The study has some limitations. As it only included patients of European-Caucasian descent, we cannot comment on race-related anatomical form variation Citation[31]: An extended multi-center study design should include patients of different ethnicities. To a certain extent, the ideal implant position depends on personal preference. However, from a methodological point of view, the implant position may be regarded as arbitrary. The presented method can be applied to any ROI located within the SADA. It must be emphasized that the ROI forms corresponded to AIFs and did not represent the definitive AIs.

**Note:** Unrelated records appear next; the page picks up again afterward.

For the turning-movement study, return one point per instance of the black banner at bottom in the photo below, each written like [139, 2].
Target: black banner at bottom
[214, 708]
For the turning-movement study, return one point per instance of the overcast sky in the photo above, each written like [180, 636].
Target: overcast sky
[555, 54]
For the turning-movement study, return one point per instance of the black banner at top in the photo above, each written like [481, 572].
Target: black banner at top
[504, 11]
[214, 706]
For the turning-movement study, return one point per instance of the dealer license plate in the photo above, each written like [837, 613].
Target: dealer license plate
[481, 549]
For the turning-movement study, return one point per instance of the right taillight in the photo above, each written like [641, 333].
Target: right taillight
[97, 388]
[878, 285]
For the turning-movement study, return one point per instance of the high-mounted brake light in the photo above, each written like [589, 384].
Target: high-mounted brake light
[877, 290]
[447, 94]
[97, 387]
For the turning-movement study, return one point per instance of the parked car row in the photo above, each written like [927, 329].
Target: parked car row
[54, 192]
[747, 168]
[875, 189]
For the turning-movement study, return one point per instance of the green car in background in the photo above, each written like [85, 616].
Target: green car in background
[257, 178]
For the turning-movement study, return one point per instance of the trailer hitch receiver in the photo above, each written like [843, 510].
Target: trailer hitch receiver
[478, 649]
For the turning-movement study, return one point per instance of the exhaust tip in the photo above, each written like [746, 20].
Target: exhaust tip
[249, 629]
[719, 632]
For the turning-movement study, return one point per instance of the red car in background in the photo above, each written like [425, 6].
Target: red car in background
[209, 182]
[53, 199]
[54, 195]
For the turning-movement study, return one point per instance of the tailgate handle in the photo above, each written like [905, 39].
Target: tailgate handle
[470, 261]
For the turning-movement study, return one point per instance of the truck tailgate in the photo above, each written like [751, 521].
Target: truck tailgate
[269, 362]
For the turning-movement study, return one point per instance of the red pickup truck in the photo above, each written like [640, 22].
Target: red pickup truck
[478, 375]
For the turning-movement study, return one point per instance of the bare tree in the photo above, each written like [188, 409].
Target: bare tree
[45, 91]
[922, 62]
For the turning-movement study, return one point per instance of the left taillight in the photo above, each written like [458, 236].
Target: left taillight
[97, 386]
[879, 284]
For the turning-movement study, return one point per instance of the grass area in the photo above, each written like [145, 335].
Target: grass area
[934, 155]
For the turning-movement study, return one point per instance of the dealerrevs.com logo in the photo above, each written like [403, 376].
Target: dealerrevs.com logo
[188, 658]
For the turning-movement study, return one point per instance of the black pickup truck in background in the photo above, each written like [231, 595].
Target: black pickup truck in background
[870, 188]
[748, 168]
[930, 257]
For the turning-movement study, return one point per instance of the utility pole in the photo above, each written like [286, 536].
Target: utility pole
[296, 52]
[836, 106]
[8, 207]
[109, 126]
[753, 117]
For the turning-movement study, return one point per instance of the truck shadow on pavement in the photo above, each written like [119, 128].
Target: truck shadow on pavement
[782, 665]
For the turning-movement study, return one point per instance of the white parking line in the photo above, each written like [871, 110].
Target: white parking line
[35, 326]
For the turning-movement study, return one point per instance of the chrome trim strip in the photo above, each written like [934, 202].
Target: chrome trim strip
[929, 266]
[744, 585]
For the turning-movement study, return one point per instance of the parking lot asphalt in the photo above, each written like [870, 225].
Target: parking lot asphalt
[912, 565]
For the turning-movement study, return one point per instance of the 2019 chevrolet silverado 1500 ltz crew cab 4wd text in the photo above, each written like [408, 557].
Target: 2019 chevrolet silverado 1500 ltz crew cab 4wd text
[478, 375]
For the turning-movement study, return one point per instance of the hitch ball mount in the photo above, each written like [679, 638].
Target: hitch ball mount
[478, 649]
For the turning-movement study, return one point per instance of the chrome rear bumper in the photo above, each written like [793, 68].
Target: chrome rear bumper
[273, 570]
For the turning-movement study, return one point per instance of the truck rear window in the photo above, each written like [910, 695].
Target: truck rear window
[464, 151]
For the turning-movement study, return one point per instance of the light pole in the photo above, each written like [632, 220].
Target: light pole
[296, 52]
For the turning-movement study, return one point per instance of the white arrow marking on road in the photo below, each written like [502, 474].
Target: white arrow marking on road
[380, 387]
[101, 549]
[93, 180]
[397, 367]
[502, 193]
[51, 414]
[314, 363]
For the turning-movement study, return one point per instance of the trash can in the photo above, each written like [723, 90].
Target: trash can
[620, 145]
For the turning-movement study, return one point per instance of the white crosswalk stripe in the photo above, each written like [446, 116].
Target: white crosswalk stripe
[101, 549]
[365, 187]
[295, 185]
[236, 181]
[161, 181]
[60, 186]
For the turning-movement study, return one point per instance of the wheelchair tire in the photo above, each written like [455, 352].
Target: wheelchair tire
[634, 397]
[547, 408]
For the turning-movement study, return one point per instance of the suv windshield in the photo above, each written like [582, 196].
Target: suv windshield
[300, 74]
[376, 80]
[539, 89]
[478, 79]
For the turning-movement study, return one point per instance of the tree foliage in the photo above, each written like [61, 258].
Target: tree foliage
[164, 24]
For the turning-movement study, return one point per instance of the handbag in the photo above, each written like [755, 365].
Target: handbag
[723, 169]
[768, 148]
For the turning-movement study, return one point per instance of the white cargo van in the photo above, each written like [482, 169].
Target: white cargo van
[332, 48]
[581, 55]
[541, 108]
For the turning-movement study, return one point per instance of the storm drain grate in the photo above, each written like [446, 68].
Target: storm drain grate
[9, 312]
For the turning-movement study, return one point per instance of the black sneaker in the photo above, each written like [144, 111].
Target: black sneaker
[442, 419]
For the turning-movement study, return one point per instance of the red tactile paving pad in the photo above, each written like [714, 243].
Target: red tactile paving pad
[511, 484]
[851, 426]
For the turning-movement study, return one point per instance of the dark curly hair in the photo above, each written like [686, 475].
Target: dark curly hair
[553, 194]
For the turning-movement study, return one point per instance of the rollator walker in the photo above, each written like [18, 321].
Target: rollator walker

Ultimately, the design of anatomical implants depends on the results of implant fit tests which consider the required implant fit as defined by the clinician. Implant fit tests often rely on synthetic rapid prototype models or cadaver bones. Virtual tests address the practicability, accuracy and long-term cost-effectiveness, particularly when performed semi- or fully automatically Citation[32], Citation[33]. Such tests should resort to large databases covering the anatomical variation of a representative population. In the more distant future, controlled clinical studies should evaluate whether the use of anatomical implants reduces operative morbidity and complications, shortens periods of hospitalization and rehabilitation, and improves clinical and radiological outcomes.

Acknowledgments

The authors thank all the assistants from the Department of Diagnostic Radiology and Medical Physics. This work is dedicated to our friend and colleague Klaus Bräun, who lost his life in a tragic avalanche accident.

Declaration of interest: The project was supported by the AO Research Fund of the AO Foundation, Davos, Switzerland (AO Research Grant F-07-71-S).